The 12-km stretch from Swarg Ashram to Nilkanth Mahadev Temple is also an ideal place for trekkers. The place, other than being known for the holy shrine, is also famus for being a picturesque site and an amazing landmark, surrounded by valleys, mountains, forests and rivers. Neelkanth Mahadev, the name of the temple has been derived from the name of Lord Shiva, which means 'the God with a blue throat'. It is said that Lord Shiva consumed the venom that oozed out during the 'Samudra Manthan', the churning of ocean, which made his throat blue in color. This is why He is known as 'Neelkanth', giving the temple its name.
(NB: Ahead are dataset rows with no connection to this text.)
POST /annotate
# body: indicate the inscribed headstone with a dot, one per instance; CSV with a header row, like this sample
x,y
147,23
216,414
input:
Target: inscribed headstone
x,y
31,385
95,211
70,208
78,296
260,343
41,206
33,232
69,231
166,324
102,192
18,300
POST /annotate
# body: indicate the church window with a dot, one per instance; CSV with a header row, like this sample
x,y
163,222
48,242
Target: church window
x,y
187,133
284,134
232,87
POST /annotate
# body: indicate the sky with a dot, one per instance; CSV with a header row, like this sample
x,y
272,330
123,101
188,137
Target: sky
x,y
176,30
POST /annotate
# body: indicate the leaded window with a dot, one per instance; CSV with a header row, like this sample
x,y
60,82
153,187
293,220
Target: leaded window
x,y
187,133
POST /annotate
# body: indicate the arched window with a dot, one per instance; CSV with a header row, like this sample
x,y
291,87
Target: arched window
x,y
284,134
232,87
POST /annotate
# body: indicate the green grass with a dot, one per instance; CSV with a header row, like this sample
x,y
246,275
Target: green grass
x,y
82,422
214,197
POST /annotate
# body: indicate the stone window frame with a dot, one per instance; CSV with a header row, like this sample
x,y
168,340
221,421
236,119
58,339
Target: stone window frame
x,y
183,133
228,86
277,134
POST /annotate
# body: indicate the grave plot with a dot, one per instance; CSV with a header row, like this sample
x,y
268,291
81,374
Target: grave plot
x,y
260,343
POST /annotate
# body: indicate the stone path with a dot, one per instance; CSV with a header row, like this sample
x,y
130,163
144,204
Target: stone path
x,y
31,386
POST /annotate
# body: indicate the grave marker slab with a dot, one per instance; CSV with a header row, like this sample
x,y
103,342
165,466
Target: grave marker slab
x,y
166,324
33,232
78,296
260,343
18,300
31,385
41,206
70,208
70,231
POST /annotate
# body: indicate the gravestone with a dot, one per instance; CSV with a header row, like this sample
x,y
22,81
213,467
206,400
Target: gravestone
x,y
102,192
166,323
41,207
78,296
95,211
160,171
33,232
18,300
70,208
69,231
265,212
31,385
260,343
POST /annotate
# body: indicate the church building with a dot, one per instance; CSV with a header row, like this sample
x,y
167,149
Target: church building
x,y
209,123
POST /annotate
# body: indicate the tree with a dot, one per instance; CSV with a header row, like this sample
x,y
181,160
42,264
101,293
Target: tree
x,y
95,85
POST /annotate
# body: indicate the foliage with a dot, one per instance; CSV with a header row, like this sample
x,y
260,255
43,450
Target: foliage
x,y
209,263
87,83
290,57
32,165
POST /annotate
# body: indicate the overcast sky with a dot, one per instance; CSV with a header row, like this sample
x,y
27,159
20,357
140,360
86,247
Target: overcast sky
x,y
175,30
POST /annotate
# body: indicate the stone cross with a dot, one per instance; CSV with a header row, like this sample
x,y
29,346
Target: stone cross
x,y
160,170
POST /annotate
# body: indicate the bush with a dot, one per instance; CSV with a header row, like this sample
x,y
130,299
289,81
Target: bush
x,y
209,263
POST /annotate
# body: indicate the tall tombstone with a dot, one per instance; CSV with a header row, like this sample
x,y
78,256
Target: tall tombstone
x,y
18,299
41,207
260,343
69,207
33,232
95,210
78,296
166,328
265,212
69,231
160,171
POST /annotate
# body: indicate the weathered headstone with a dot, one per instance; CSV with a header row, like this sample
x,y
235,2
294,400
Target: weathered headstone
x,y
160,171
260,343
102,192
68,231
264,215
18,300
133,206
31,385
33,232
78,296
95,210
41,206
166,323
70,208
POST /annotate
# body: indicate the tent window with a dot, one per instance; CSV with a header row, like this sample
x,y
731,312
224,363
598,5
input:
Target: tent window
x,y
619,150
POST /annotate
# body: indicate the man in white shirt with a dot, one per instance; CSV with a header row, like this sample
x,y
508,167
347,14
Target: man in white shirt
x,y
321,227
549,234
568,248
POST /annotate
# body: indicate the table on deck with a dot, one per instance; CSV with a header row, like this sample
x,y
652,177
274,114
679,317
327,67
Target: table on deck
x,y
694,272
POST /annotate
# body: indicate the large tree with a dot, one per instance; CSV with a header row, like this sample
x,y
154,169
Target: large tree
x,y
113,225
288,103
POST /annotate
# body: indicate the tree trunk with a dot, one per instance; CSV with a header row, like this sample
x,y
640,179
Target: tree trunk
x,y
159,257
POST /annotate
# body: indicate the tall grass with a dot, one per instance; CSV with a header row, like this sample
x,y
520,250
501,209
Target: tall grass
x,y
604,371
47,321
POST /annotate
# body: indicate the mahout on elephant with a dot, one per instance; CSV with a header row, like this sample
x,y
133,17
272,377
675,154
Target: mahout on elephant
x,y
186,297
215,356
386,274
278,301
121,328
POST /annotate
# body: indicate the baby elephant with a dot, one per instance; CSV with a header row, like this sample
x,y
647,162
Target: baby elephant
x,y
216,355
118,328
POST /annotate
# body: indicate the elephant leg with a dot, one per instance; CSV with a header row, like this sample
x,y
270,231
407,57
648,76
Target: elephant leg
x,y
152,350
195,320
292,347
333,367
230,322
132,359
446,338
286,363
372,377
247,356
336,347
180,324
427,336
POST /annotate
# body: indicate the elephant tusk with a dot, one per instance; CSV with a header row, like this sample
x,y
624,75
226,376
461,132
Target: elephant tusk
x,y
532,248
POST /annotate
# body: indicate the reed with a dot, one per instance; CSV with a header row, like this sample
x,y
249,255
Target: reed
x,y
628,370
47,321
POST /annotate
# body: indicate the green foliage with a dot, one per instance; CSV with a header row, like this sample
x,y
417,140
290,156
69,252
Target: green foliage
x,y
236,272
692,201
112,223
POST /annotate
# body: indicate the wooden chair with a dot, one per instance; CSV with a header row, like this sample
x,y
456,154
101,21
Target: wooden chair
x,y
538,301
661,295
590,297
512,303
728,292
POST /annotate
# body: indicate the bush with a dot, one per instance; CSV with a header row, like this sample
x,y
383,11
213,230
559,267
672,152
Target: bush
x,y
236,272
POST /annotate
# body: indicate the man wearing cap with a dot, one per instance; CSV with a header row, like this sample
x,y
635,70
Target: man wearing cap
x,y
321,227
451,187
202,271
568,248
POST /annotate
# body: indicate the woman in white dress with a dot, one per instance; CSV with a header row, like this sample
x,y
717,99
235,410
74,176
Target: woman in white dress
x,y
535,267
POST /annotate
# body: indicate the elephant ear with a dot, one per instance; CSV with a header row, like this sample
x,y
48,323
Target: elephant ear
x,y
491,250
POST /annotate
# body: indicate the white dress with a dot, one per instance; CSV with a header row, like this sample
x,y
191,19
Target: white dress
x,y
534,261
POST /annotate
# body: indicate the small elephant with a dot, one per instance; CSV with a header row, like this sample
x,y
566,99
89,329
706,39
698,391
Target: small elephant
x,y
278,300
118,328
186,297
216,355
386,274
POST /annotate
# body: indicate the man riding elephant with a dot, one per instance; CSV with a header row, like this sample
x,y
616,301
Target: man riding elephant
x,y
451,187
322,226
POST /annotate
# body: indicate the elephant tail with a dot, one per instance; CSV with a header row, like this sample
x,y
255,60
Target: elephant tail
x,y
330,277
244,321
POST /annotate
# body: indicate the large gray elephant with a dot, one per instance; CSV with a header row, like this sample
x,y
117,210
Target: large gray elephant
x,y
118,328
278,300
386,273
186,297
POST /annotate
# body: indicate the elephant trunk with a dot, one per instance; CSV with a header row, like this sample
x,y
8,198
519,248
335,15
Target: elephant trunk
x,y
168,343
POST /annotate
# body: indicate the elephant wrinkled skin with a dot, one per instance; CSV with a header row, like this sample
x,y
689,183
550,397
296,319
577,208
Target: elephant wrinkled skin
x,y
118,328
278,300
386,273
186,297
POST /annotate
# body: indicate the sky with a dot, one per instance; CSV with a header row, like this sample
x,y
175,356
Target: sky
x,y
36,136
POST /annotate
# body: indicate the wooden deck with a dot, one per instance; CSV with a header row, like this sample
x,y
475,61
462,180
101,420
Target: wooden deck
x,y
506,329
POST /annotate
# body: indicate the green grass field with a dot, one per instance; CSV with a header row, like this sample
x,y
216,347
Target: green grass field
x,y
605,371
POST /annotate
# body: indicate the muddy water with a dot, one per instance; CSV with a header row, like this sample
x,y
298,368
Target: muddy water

Mythological tales say that 'Neelkanth Mahadev Temple' is the sacred location where Lord Shiva consumed that venom from ocean. The temple was established to pay regards to him. The temple has an ancient architecture and a beautiful complex, comprising of a one natural spring where devotees take a holy bath before entering the premises of the temple. The sanctum sanctorum of the temple houses a 'Shiv Lingam', the idol of the presiding deity in a phallic form.
The devotees who pay a visit to 'Nilkanth Mahadev Temple ' make an offering of coconut, flowers, milk, honey, fruits and water to the Lord and get 'Parshad', the holy gift from God, in forms of 'vibhuti' (ashes), 'chandan' (sandal-wood) and other holy things from the shrine. There is a special aura about the temple, which fills devotional hearts with celestial pleasure. This is the reason why it is visited by thousands of devotees every year.